Khachiliev was ideologically a supporter of Pan-Caucasianism and Pan-Islamism, being among the leading advocates for the unification of the North Caucasus under an independent Islamic state alongside Movladi Udugov and Zelimkhan Yandarbiyev.

=== Connection to the Egyptian Islamic Jihad ===
In 1996–1997, when Egyptian Islamic Jihad members Ayman al-Zawahiri, Ahmad Salama Mabruk and Mahmud Hisham al-Hennawi were detained in Makhachkala, Dagestan, Khachiliev was an advocate of their release. Khachiliev denied helping any imprisoned Arabs, and denied any ties to extremism.

=== 1998 Makhachkala riot ===
On 20 May 1998 a motorcade of Khachilayev brothers, returning from Chechnya, was stopped for a document check by police officers in the center of Makhachkala. Their attempt to disarm the Khachilayevs' guards led to a shootout, during which one of the police officers was killed. Nadir Khachilayev then barricaded himself at home, together with some of his supporters. On 21 May, at a rally gathered by supporters of the Khachilayevs on the central square of Makhachkala near the building of the State Council, there was another shootout with police officers. The rally resulted in the storming of government building. Magomed Khachilayev and his supporters held it for 24 hours while negotiations were held. During the clashes, several police officers were killed, and four policemen were captured by the Khachilayevs' supporters. The Prosecutor General's office accused Nadir and Magomed Khachilayev of the seizure of the State Council building, and after 11 September 1998, the State Duma deprived Nadir Khachilayev of parliamentary immunity. Magomed was arrested.

== Criminal prosecution ==
Nadir Khachilayev was hiding in Chechnya and in the Wahhabi enclave in Karamakhi. In October 1999, he was arrested by a special force unit. However, Khachilaev's lawyers stated that he was detained in Moscow, where he arrived at the invitation of the FSB to negotiate his mediation in the release of General Gennady Shpigun, who was abducted in March 1999 and was held captive by Islamists. In June 2000, Nadirshakh and Magomed Khachilayev were found guilty of organizing hostage-taking and illegal possession of weapons and sentenced by the Supreme Court of Dagestan to 18 months and 3 years in prison respectively and 41,000 rubles in a fine. However, both were released in the courtroom by the amnesty on Victory Day.

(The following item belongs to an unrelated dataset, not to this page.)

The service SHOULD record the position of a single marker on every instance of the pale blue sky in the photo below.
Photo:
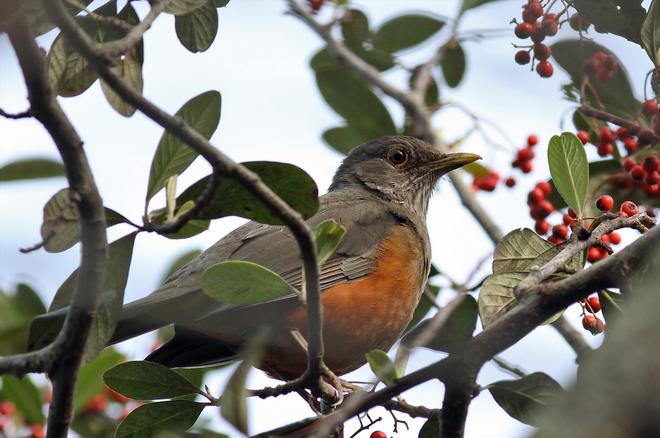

In January 2002, Khachilayev was detained in Makhachkala. The prosecutor's office considered him perpetrator of the January 18 bombing of a truck with Internal Troops servicemen, which killed seven people. Operatives seized weapons and ammunition found in Khachilayev's house, as well as video tapes of abuse of Russian Army servicemen. At the same time, the official representative of Dagestan FSB branch expressed bewilderment at the actions of the police officers, saying that they did not inform the FSB, which was conducting a criminal case. On January 25, Khachilayev went on a hunger strike. On 11 March 2002, he was fully acquitted by the Sovetsky District Court of Makhachkala.

== Death ==
On 11 August 2003, Nadirshah Khachilayev was assassinated near his own house in Makhachkala, when he was getting out of his Toyota Land Cruiser. Shots were fired from a passing VAZ-21099 car. A day later it was found on Parkhomenko Street, where the mansion of Khachilayev's longtime opponent is located, then-mayor Said Amirov. Among the versions of the murder were the alleged return of Nadir to politics, as well as blood feud: in May 1998, five OMON servicemen had been killed in a shootout near Khachilayev's house.